Encurraladas deste modo, num ciclo de violência, perdas de entes queridos e de deslocações repetidas, há três condições que ligam as pessoas afetadas e deslocadas pelo conflito no país: a ansiedade, a depressão e o transtorno de stress pós-traumático, que se manifesta através de pesadelos recorrentes.
Como resultado, a taxa de suicídio está a aumentar no Noroeste da Síria. Desde o início de 2024, os coordenadores da resposta da MSF registaram 37 mortes por suicídio e 21 tentativas falhadas, representando um aumento de 14% em relação ao ano anterior.
“A maioria dos nossos pacientes são mulheres, que são especialmente afetadas pelas dificuldades económicas, violência e oportunidades de vida limitadas. Tudo desafios que sublinham a necessidade de reforçar o apoio em saúde mental”, explica Seyh.

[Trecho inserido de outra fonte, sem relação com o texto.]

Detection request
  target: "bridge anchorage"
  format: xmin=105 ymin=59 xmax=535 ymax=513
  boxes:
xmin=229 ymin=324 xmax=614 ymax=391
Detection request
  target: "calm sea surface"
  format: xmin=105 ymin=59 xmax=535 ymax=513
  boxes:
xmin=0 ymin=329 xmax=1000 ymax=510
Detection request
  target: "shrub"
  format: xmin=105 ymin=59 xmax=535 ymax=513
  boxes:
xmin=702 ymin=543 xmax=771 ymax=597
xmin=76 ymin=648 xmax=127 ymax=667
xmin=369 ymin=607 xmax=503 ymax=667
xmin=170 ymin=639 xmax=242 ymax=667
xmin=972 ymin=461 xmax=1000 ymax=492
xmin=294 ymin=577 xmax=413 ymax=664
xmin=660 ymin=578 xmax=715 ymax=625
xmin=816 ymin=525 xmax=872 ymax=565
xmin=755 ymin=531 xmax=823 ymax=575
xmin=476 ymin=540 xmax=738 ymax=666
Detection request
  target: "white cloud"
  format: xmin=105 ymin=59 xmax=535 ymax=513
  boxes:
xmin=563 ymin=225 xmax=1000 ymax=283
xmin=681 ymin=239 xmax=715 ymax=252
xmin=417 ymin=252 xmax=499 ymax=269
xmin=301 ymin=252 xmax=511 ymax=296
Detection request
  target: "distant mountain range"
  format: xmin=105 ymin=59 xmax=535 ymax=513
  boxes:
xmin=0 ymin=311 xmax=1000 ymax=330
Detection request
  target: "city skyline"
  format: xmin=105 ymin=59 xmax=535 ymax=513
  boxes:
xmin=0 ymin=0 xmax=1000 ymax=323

Também passaram pelas instalações da MSF 11 pessoas que tentaram cometer suicídio, incluindo duas crianças com menos de 15 anos.
Saúde mental, segurança e estabilidade
Segundo o Gabinete de Coordenação de Assuntos Humanitários das Nações Unidas (OCHA, na sigla em inglês), o plano de resposta humanitária no Noroeste da Síria está criticamente subfinanciado.

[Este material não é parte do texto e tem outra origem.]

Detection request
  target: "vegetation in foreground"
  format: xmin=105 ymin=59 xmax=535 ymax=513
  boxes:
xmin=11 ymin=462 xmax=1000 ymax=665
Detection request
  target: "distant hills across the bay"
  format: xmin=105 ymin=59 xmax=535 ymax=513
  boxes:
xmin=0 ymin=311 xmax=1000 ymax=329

Em outubro de 2024, apenas 26% do plano havia sido cumprido, deixando um défice de 3 mil milhões de dólares em todos os setores humanitários. Ao setor da saúde, por exemplo, faltavam 471 milhões de dólares, com cerca de 90% das metas por cumprir.

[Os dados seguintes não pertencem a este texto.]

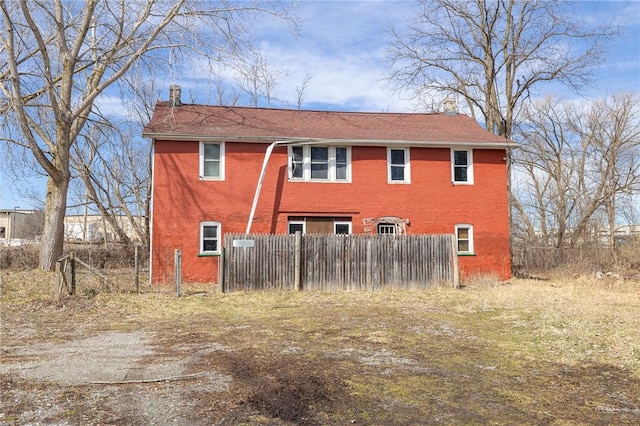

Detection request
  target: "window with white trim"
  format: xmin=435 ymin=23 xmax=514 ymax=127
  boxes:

Nesta onda de financiamento deficitário são os cuidados de saúde mental os primeiros a ser colocados em segundo plano, o que pode levar a mais violência e abuso de substâncias, desestabilizando ainda mais as comunidades com maior vulnerabilidade.
Estigma e violência
O acesso a apoio psicológico para sobreviventes de violência e abuso é extremamente limitado. Não existem quadros legais de ação e tampouco um sistema integrado de apoio, criando ainda mais desafios para as pessoas que sentem necessidade de esconder os transtornos mentais que enfrentam, devido ao estigma social e ao medo da violência.
Naseem e Raghda, duas mulheres casadas com o mesmo homem, são pacientes regulares de um dos centros de saúde apoiados pela MSF no Noroeste da Síria, onde vêm frequentemente buscar antidepressivos, devido aos abusos físicos e verbais que enfrentam do marido. Só podem sair de casa com uma desculpa, a doença dos filhos, porque o parceiro as impede de consultar um profissional de saúde mental.
"Um dos desafios enfrentados pelo setor da saúde mental é o estigma associado a transtornos mentais, tratamentos e medicamentos psiquiátricos", explica Ayham Al-Khatab, médico da MSF no Noroeste da Síria. "Mas nas instalações da MSF, a dignidade e a privacidade dos pacientes são protegidas".
ordagem holística à saúde mental e ao bem-estar físico
No Noroeste da Síria, a MSF trata a saúde física em conjunto com a saúde mental. As equipas da organização prestam cuidados através de oito clínicas móveis em campos de deslocação e em dois centros de saúde primários.
Em 2024, a MSF providenciou serviços de saúde mental a mais de 12 mil pessoas em consultas presenciais, e mais de 69 mil pacientes participaram em sessões de sensibilização.
Na região de Atmeh, onde foi instalado um hospital para tratar pessoas que sofreram queimaduras, as equipas fornecem apoio psicossocial, e aconselhamento: serviços vitais para pacientes que lidam com o trauma, a dor e a desfiguração.
A MSF também desempenha um papel crucial no apoio a nove espaços seguros para mulheres e crianças. Nas províncias de Idlib e Aleppo, profissionais da MSF gerem diretamente quatro desses espaços seguros, garantindo que são continuamente fornecidos serviços essenciais.
"As pessoas no Noroeste da Síria têm enfrentado anos de violência, deslocação e privação. Precisam de uma oportunidade para curar não apenas as feridas físicas, mas também as profundas e invisíveis cicatrizes psicológicas que têm", frisa o coordenador do projeto da MSF no Noroeste da Síria.
"Investir na saúde mental é um investimento num futuro mais estável onde as pessoas podem recuperar as suas vidas," acrescenta Thomas Balivet.